Now we can index them using our `VectorStoreIndex`:

```python
for document in documents:
    index.insert(document)
```

### Performance considerations

Our documents have been split into nodes, encoded using the embedding model, and stored in the vector 
store. However, we don't want to allow our users to search for all the documents in the collection,
but only for the documents that belong to a library they are interested in. For that reason, we need
to set up the Qdrant [payload index](/documentation/manage-data/indexing/index.md#payload-index), so the search 
is more efficient. 

```python
from qdrant_client import models

client.create_payload_index(
    collection_name="my_collection",
    field_name="metadata.library",
    field_type=models.PayloadSchemaType.KEYWORD,
)
```

The payload index is not the only thing we want to change. Since none of the search
queries will be executed on the whole collection, we can also change its configuration, so the HNSW 
graph is not built globally. This is also done due to [performance reasons](/documentation/manage-data/multitenancy/index.md#calibrate-performance).
**You should not be changing these parameters, if you know there will be some global search operations
done on the collection.**

```python
client.update_collection(
    collection_name="my_collection",
    hnsw_config=models.HnswConfigDiff(payload_m=16, m=0),
)
```

Once both operations are completed, we can start searching for our documents.

<aside role="status">These steps are done just once, when you index your first documents!</aside>

## Querying documents with constraints

Let's assume we are searching for some information about large language models, but are only allowed to
use Qdrant documentation. LlamaIndex has a concept of retrievers, responsible for finding the most
relevant nodes for a given query. Our `VectorStoreIndex` can be used as a retriever, with some additional
constraints - in our case value of the `library` metadata attribute.

```python
from llama_index.core.vector_stores.types import MetadataFilters, ExactMatchFilter

qdrant_retriever = index.as_retriever(
    filters=MetadataFilters(
        filters=[
            ExactMatchFilter(
                key="library",
                value="qdrant",
            )
        ]
    )
)

nodes_with_scores = qdrant_retriever.retrieve("large language models")
for node in nodes_with_scores:
    print(node.text, node.score)
# Output: Qdrant is a vector database & vector similarity search engine. 0.60551536
```

The description of Qdrant was the best match, even though it didn't mention large language models
at all. However, it was the only document that belonged to the `qdrant` library, so there was no
other choice. Let's try to search for something that is not present in the collection.

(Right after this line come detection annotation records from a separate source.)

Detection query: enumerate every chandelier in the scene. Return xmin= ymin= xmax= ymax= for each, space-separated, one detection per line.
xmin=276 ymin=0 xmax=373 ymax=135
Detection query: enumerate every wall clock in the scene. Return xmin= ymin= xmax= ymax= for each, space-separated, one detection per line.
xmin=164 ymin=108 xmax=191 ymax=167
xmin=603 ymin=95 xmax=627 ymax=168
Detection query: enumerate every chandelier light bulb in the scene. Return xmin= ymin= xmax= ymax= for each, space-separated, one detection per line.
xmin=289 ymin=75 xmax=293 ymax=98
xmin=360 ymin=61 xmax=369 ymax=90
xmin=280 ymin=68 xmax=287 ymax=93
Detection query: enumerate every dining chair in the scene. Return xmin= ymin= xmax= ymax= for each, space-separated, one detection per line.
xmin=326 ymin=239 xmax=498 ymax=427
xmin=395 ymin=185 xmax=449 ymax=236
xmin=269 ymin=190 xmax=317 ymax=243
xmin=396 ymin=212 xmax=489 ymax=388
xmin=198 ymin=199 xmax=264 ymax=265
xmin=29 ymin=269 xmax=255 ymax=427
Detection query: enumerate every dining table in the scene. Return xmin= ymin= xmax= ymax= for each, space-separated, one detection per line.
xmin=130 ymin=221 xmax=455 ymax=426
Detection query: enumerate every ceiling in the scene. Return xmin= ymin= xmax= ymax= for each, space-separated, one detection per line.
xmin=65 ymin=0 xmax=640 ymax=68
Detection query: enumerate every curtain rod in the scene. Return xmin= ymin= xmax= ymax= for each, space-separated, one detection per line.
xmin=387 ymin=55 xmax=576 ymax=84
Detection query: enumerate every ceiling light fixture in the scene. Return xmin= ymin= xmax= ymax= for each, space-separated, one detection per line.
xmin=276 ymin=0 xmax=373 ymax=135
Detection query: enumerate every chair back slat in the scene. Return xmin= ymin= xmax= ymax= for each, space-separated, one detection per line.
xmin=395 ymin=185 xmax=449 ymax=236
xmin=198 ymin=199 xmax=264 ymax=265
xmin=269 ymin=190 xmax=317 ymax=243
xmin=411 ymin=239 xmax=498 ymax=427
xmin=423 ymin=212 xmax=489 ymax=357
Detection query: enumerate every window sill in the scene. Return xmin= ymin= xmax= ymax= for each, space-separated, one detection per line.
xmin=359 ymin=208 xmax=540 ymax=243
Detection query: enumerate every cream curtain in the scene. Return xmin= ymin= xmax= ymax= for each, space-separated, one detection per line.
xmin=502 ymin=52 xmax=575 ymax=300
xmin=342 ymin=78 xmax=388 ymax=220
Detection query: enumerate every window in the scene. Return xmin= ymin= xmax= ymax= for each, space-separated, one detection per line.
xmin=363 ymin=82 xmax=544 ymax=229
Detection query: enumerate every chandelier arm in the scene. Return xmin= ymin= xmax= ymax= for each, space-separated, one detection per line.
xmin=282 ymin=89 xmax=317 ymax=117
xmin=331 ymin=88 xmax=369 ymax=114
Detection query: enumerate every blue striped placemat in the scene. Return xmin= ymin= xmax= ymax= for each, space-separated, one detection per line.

Let's define another retrieve, this time for the `llama-index` library:

```python
llama_index_retriever = index.as_retriever(
    filters=MetadataFilters(
        filters=[
            ExactMatchFilter(
                key="library",
                value="llama-index",
            )
        ]
    )
)

nodes_with_scores = llama_index_retriever.retrieve("large language models")
for node in nodes_with_scores:
    print(node.text, node.score)
# Output: LlamaIndex is a simple, flexible data framework for connecting custom data sources to large language models. 0.63576734
```

The results returned by both retrievers are different, due to the different constraints, so we implemented
a real multitenant search application!